Date Thesis Awarded

12-2019

Document Type

Honors Thesis

Degree Name

Bachelors of Science (BS)

Department

Psychology

Advisor

Peter M. Vishton

Committee Members

Daniel A. Cristol

M. Christine Porter

Catherine A. Forestell

Abstract

Actions, whether performed or mentally planned, have been demonstrated to have an effect on the way that we perceive size and distance within the space around us. Acting upon the Ebbinghaus Illusion reduces the magnitude of the illusion. The use of tools to engage in actions has been demonstrated to expand peripersonal space and compress perceived distance. Specifically, remote tools, or manual tools that indirectly interact with objects, have been demonstrated by Davoli, Brockmole, and Witt (2012) to compress perceived distance in a similar manner to manual tools. The experiment described in this thesis first tested the effect of remote tool use on size perception, using the Ebbinghaus Illusion as a measure of size perception, and second, measured the effect of remote tool use on distance judgments in a typical university classroom. Data indicate that there is not an effect of remote tool use on size perception at a distance. Trends in the distance perception data suggest that there may be an effect of remote tool use on distance perception, but that the effect may be a perceived distance expansion, contrary to predictions.

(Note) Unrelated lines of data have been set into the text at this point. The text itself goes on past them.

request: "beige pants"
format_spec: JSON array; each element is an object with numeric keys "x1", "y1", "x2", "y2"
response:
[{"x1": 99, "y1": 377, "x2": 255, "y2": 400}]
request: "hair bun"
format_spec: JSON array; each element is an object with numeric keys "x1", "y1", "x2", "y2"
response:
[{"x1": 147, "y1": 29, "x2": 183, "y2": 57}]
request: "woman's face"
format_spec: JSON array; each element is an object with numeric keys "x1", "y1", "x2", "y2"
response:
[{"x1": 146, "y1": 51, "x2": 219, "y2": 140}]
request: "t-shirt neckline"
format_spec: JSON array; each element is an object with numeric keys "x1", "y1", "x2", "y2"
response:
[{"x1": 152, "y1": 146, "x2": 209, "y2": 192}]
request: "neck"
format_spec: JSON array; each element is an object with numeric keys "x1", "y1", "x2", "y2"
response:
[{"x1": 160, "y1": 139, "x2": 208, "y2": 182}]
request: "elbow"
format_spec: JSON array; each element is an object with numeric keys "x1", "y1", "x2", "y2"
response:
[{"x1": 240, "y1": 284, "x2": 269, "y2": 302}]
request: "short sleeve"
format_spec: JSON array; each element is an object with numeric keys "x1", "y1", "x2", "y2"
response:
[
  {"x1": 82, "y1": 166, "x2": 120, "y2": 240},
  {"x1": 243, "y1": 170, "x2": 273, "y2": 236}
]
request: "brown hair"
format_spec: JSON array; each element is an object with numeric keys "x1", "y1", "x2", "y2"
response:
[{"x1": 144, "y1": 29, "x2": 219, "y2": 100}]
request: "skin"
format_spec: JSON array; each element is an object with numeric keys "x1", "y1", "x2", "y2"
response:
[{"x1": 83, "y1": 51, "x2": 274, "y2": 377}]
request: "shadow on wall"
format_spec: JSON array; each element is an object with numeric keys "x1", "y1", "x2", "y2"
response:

Potential contextual interpretations for this effect, including differences in tool use, setting, and methodology between this study and the study of Davoli et al. are discussed. The experiment suggests that the effect of remote tool use on distance perception is contingent upon some combination of environmental and individual factors, which call for more exploration in future studies. The experiment also suggests that whatever mechanisms affect size perception are not identical to the mechanisms which affect distance perception.